Geisterfahrende Radlerin verliert ihr Recht auf Vorfahrt nicht
Die Klägerin, eine 59 Jahre alte Frau, fuhr auf ihrem Fahrrad auf dem Fahrradweg einer bevorrechtigten Straße – allerdings in falscher Richtung. An einer Kreuzung kam es zum Zusammenstoß mit einem 14-jährigen Jungen, der mit seinem Fahrrad aus einer verkehrsberuhigten Straße nach rechts auf den Radweg einbiegen wollte.
13.000 Euro Schmerzensgeld
Ergebnis: Die Frau stürzte – Schien- und Wadenbeinbruch, stationäre Behandlung mit anschließender Reha. Sie klagte auf Schmerzensgeld in Höhe von 13.000 Euro sowie materiellen Schadensersatz.
- Das Landgericht entschied auf eine Mitschuld der Klägerin von 50 Prozent.

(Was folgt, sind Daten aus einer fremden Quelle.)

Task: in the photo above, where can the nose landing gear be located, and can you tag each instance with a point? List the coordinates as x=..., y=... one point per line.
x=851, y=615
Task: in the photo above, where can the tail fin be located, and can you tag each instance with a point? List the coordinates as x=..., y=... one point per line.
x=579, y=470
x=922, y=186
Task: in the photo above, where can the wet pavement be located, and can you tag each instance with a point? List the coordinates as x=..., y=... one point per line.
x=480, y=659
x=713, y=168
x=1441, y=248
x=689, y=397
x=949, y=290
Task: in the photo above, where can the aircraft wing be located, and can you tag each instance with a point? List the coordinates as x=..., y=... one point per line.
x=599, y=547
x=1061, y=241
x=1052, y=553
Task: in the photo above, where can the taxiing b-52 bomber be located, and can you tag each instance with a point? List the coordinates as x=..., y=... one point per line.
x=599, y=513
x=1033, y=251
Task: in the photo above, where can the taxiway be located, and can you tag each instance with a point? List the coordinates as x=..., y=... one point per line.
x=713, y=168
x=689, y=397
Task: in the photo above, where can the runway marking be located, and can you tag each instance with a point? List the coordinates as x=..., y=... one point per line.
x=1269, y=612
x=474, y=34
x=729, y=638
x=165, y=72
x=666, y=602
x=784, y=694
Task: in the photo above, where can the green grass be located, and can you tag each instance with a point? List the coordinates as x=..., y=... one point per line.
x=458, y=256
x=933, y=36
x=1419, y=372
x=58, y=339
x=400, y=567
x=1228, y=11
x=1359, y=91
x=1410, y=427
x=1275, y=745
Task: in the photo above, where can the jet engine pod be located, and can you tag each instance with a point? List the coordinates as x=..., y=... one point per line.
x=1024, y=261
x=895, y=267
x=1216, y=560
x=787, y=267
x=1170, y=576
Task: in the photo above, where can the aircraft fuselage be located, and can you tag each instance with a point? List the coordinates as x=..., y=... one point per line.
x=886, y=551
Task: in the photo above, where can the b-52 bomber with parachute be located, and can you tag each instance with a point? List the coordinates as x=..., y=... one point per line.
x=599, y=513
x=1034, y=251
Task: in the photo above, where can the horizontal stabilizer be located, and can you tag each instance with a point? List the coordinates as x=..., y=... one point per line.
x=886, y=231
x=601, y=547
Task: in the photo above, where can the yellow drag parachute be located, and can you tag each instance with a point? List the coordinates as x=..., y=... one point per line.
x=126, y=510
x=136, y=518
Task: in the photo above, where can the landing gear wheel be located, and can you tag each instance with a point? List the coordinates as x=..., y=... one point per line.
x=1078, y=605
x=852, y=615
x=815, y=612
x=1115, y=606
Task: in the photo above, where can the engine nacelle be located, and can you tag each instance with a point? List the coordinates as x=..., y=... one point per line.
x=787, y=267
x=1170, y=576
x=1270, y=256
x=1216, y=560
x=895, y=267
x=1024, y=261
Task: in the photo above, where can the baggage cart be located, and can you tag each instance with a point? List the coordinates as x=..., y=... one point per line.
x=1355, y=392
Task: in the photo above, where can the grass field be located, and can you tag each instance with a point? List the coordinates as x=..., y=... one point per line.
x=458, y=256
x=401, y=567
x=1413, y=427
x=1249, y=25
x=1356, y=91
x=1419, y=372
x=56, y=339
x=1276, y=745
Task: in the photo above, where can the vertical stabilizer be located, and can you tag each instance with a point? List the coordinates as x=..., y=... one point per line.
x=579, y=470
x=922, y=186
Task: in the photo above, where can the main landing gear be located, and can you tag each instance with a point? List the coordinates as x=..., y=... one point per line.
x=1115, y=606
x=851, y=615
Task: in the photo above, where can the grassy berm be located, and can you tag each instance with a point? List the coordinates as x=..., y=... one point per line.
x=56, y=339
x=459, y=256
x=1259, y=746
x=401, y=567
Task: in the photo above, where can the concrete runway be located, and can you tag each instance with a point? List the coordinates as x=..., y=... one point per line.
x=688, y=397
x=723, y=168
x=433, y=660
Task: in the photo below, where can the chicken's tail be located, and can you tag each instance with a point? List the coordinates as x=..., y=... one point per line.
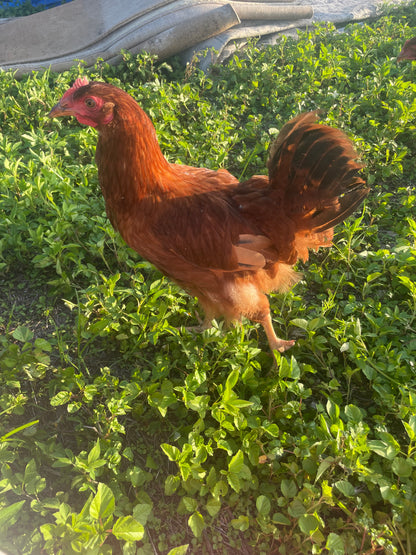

- Das Fahren in falscher Richtung sei mindestens ebenso hoch zu gewichten wie die Tatsache, dass der 14-Jährige nicht ausreichend auf den Vorfahrtsberechtigten geachtet habe.
Schwerer Verstoß gegen Sorgfaltspflicht
Das OLG Hamm wertete die Haftungsfrage anders: Zwei Drittel Haftungsquote für den 14-Jährigen und nur ein Drittel Mitschuld für die geisterfahrende Frau. Begründung: Der jugendliche Radler habe gegen seine Sorgfaltspflicht besonders schwer verstoßen.
- Er sei verpflichtet gewesen, auf den bevorrechtigten Verkehr auf dem Radweg zu achten
- und hätte sich dementsprechend umsichtig verhalten müssen.
- Aus welcher Richtung der bevorrechtigte Querverkehr komme, spiele in diesem Zusammenhang keine Rolle.
Vorfahrtsrecht bleibt trotz falscher Fahrtrichtung
Das bedeutet, dass der Schutz des § 10 StVO für die Klägerin nicht entfällt, auch wenn sie den Fahrradweg in der falschen Richtung befahren hat. Zwar hat sie gegen § 2 Abs. 4 StVO verstoßen, indem sie auf dem Fahrradweg in falscher Richtung unterwegs war. Für ihr Vorfahrtsrecht war dieser Verstoß nach Ansicht des Gerichts allerdings unerheblich.
Der Vorrang des fließenden Verkehrs steht nämlich in den Fällen des § 10 StVO grundsätzlich den Benutzern der gesamten Fahrbahn zu. Das bedeutet: Selbst ein Radfahrer, der auf einem Radweg als Geister-Radler unterwegs ist, hat Vorrang.
Mitschuld von einem Drittel für Geisterfahrerin
Eine Mitschuld von einem Drittel trägt die Klägerin dennoch. Sie habe die Gefahrensituation voraussehen können, nachdem sie den Radweg vorsätzlich in der für sie nicht freigegebenen Richtung befahren habe. Deshalb habe sie auch nicht darauf vertrauen dürfen, dass ihr grundsätzliches Vorfahrtsrecht beachtet werde.
Da die Einmündung aus dem verkehrsberuhigten Bereich auch noch schlecht einsehbar gewesen sei, hätte sie zumindest ihre Fahrweise so wählen müssen, dass sie einem von links kommenden Fahrzeug ausweichen hätte können. Ein Mitverschulden von einem Drittel sei deswegen angemessen.